There are two points where command is assigned and two points where the value is read.

  1. The main thread assigns command in the constructor.
  2. A second thread reads command in run() before calling processCommand.
  3. The second thread assigns command in processCommand
  4. The second thread reads command in run() after calling processCommand.

The last three events occur on the same thread, so no synchronization is required. The first and second events occur on different threads, but there should be a "happens before" relation between the main thread and worker thread at that point.

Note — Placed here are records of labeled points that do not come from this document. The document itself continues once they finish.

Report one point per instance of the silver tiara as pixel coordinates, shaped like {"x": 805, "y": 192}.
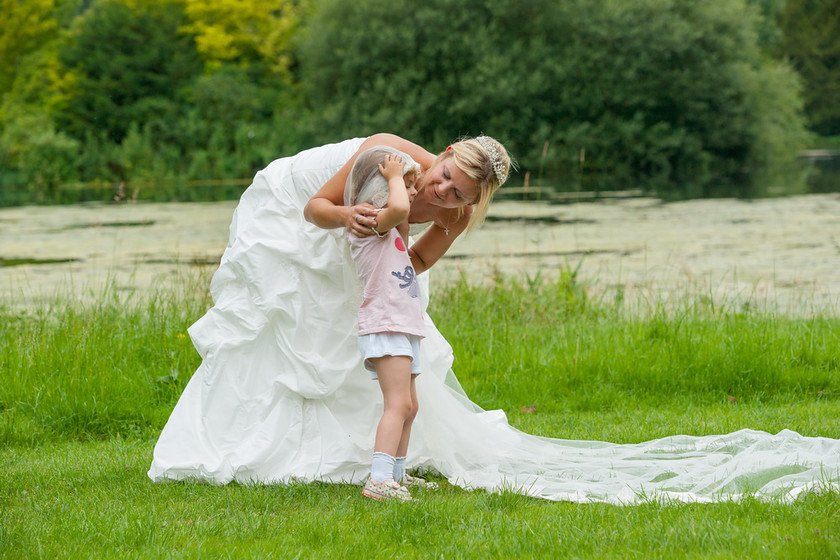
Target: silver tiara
{"x": 496, "y": 159}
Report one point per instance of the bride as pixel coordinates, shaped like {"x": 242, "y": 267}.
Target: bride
{"x": 282, "y": 393}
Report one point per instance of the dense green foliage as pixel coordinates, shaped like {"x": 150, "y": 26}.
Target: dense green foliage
{"x": 811, "y": 40}
{"x": 678, "y": 97}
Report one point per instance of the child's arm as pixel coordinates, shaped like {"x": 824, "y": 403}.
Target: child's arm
{"x": 398, "y": 207}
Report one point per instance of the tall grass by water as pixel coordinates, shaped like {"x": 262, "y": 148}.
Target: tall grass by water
{"x": 88, "y": 386}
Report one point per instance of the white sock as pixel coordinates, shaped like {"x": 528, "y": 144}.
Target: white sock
{"x": 399, "y": 468}
{"x": 382, "y": 467}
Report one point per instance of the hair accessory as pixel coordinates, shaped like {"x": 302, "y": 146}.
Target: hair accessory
{"x": 495, "y": 158}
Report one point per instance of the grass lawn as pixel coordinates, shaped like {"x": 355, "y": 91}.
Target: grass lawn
{"x": 87, "y": 388}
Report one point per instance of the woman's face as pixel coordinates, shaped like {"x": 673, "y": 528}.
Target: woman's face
{"x": 446, "y": 186}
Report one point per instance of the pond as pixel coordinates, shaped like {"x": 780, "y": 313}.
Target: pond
{"x": 779, "y": 252}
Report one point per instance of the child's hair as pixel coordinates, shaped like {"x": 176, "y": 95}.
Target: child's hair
{"x": 367, "y": 184}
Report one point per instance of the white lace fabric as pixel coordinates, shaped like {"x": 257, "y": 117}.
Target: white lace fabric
{"x": 282, "y": 394}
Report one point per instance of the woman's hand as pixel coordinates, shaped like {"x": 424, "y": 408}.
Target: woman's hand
{"x": 392, "y": 168}
{"x": 361, "y": 219}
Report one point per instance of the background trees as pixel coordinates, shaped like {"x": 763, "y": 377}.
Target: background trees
{"x": 679, "y": 97}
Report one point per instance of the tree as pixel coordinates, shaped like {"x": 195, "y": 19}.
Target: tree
{"x": 24, "y": 27}
{"x": 659, "y": 93}
{"x": 126, "y": 65}
{"x": 243, "y": 31}
{"x": 811, "y": 41}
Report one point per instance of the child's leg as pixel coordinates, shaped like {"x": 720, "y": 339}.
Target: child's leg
{"x": 402, "y": 449}
{"x": 397, "y": 385}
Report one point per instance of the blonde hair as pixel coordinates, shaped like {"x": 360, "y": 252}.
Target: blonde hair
{"x": 485, "y": 161}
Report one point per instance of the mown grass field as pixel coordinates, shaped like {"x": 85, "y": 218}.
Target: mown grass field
{"x": 87, "y": 387}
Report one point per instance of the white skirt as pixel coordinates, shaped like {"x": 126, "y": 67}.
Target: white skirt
{"x": 282, "y": 393}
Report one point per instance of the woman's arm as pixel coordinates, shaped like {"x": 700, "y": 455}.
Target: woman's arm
{"x": 326, "y": 207}
{"x": 432, "y": 245}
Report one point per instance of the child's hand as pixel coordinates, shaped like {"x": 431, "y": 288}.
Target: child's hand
{"x": 393, "y": 167}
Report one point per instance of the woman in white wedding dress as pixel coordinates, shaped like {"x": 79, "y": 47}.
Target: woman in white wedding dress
{"x": 282, "y": 394}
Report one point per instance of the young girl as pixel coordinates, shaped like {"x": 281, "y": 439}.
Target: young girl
{"x": 390, "y": 316}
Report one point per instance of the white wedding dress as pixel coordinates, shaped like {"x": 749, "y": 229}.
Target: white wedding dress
{"x": 282, "y": 395}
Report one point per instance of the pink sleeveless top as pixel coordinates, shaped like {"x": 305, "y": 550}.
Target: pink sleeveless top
{"x": 391, "y": 291}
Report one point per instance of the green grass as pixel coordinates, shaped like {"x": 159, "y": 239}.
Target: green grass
{"x": 87, "y": 387}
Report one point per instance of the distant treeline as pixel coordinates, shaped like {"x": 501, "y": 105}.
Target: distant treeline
{"x": 676, "y": 97}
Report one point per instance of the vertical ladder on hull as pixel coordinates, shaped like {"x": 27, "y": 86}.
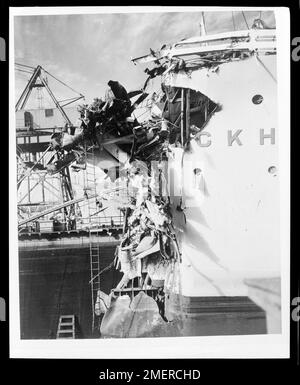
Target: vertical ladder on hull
{"x": 66, "y": 327}
{"x": 93, "y": 223}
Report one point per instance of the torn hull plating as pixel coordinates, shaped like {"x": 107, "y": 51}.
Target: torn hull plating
{"x": 223, "y": 185}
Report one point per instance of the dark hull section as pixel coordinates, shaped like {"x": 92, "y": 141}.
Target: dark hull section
{"x": 54, "y": 282}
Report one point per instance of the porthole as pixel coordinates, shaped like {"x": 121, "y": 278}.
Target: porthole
{"x": 272, "y": 170}
{"x": 257, "y": 99}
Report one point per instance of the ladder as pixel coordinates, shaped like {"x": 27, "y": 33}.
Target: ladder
{"x": 90, "y": 189}
{"x": 66, "y": 327}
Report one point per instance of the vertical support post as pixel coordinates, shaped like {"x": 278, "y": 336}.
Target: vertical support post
{"x": 187, "y": 115}
{"x": 28, "y": 186}
{"x": 43, "y": 191}
{"x": 182, "y": 117}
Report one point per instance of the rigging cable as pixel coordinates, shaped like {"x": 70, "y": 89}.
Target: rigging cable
{"x": 245, "y": 19}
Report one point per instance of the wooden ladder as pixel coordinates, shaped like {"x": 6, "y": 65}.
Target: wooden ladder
{"x": 94, "y": 226}
{"x": 66, "y": 327}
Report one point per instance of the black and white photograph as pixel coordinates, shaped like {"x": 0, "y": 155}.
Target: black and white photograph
{"x": 149, "y": 187}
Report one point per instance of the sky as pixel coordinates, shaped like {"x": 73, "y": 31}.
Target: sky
{"x": 87, "y": 50}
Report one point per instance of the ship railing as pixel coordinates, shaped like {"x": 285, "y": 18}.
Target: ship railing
{"x": 98, "y": 224}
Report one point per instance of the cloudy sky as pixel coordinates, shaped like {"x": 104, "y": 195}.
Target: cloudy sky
{"x": 86, "y": 51}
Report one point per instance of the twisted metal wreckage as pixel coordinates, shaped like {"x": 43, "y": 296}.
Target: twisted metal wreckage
{"x": 149, "y": 251}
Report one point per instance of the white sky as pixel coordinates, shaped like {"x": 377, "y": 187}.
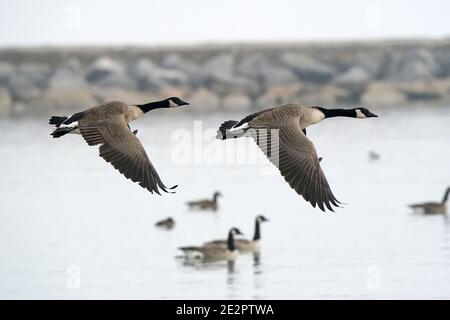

  • If the main thread were to start() the second thread, that would provide the happens before. (The JLS says so.)

  • But actually we are using ThreadPoolExecutor.execute(Runnable) to do the hand-over, and according to the javadoc for Executor:

    Memory consistency effects: Actions in a thread prior to submitting a Runnable object to an Executor happen-before its execution begins, perhaps in another thread.

In summary, all 4 events of interest are properly synchronized, and there are no race conditions involving command.


However, even if this was not thread-safe you would have difficulty demonstrating that non-thread-safe behaviour.

  • The main reason you cannot demonstrate it is that the actual non-safeness is due to Java memory model. Changes to the command variable only need to be flushed to main memory if there is synchronization point or something to establish the "happens before". But they can be flushed anyway ... and they usually are ... especially if there is a long enough time gap, or a system call that causes a context switch. In this case you have both.

  • A second reason is that the System.err and System.out objects are internally synchronized, and if you are not careful with the way you call them you can eliminate the thread-safety problem you trying to demonstrate.


This is "the thing" about thread-safety issues involving non-synchronised access to shared variables. The actual race conditions often involve very small time windows; i.e. two events that need to happen within a few clock cycles (certainly less than a microsecond) for the race to be noticed. This is likely to happen rarely, which is why problems involving race conditions are typically so hard to reproduce.

网友答案:

The reason you don't see a race condition here is

Runnable worker = new WorkerThread('' + i);

A race condition involves a shared resource. All your worker threads on the other hand are changing their own private member command. To induce a race condition you would need to do something like

for (int i = 0; i < 10; i++) {
  Runnable worker = new WorkerThread('' + 0);    
  executor.execute(worker);
  worker.setCommand('' + i);
}

Now when the worker tries to access the command field it could get the stale 0 value or the i value.